The Yale Journal of International Law
- Yale Journal of International Law cover
- Discipline: Law
- Language: English
- Edited by: Varun Char, Jessica Laird

Publication details
- History: 1974-present
- Publisher: Yale Law School (United States)
- Frequency: Biannual

Standard abbreviations
- Bluebook: Yale J. Int'l L.
- ISO 4: Yale J. Int. Law

Indexing
- ISSN: 0889-7743
- LCCN: 86642406
- OCLC no.: 12626339

Links
- Journal homepage;

= The Yale Journal of International Law =

The Yale Journal of International Law is a student-edited international law review at Yale Law School (New Haven, Connecticut). The journal publishes articles on a range of topics in international and comparative law.

==History==
The Yale Journal of International Law is the oldest of Yale Law School's eight secondary journals still in publication.
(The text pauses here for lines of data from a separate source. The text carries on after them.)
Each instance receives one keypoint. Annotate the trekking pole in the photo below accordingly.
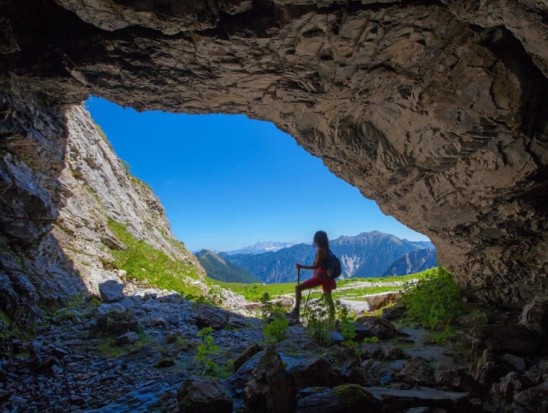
(306, 302)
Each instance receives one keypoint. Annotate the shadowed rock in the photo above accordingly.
(204, 395)
(271, 389)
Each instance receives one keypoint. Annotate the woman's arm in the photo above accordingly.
(320, 256)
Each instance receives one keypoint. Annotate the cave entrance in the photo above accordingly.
(228, 181)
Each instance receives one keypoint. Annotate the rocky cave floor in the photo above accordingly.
(135, 354)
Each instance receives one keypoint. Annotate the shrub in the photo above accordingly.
(316, 317)
(347, 327)
(434, 301)
(274, 319)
The journal was founded in 1974 by a group of students who were followers of the New Haven School of international law, and their publication was originally known as Yale Studies in World Public Order. Under the leadership of then editor in chief Eisuke Suzuki, a graduate fellow from Tokyo, the first issue was produced without assistance from the Law School. After being renamed The Yale Journal of World Public Order, the journal obtained its current title. About ten years after its founding, the Yale Law School started to support the journal.

==Content==

The journal's Seal

Some of the journal's most-cited articles include:

- Kenneth W. Abbott, Modern International Relations Theory: A Prospectus for International Lawyers, Yale J. Int. Law 14:335 (1989)
- Lea Brilmayer, Secession and Self-Determination: A Territorial Interpretation, Yale J. Int. Law 16:177 (1991)
- Raidza Torres, The Rights of Indigenous Populations: The Emerging International Norm, Yale J. Int. Law 16:127 (1991)
- Michael J. Glennon, Two Views of Presidential Foreign Affairs Power: Little v. Barreme or Curtiss-Wright?, Yale J. Int. Law 13:5 (1988)
- Daniel Bodansky, The United Nations Framework Convention on Climate Change: A Commentary, Yale J. Int. Law 18:451 (1993)

==Rankings==
The journal was ranked second among international law reviews in the 2007 ExpressO Guide to Top Law Reviews based on the number of manuscripts received.

==Events==
In collaboration with Opinio Juris, occasional online symposia centering on scholarly conversations on articles published in the journal are organized. In collaboration with the Forum on the Practice of International Law, the journal periodically convenes workshops and presentations on various topics. Some recent events are:

- Symposium: International Trade in the Trump Era (2019)
- The "New" New Haven School (2007)
- Nation Building in the Middle East (2005)
- Reflections on the International Court of Justice's Oil Platforms Decision (2004)
- Current Pressures on International Humanitarian Law (2003)
- Reflections on the International Court of Justice’s LaGrand Decision (2002)
- Realistic Idealism in International Law, a conference in honor of W. Michael Reisman. Selected proceedings from this conference were published in the Summer 2009 issue.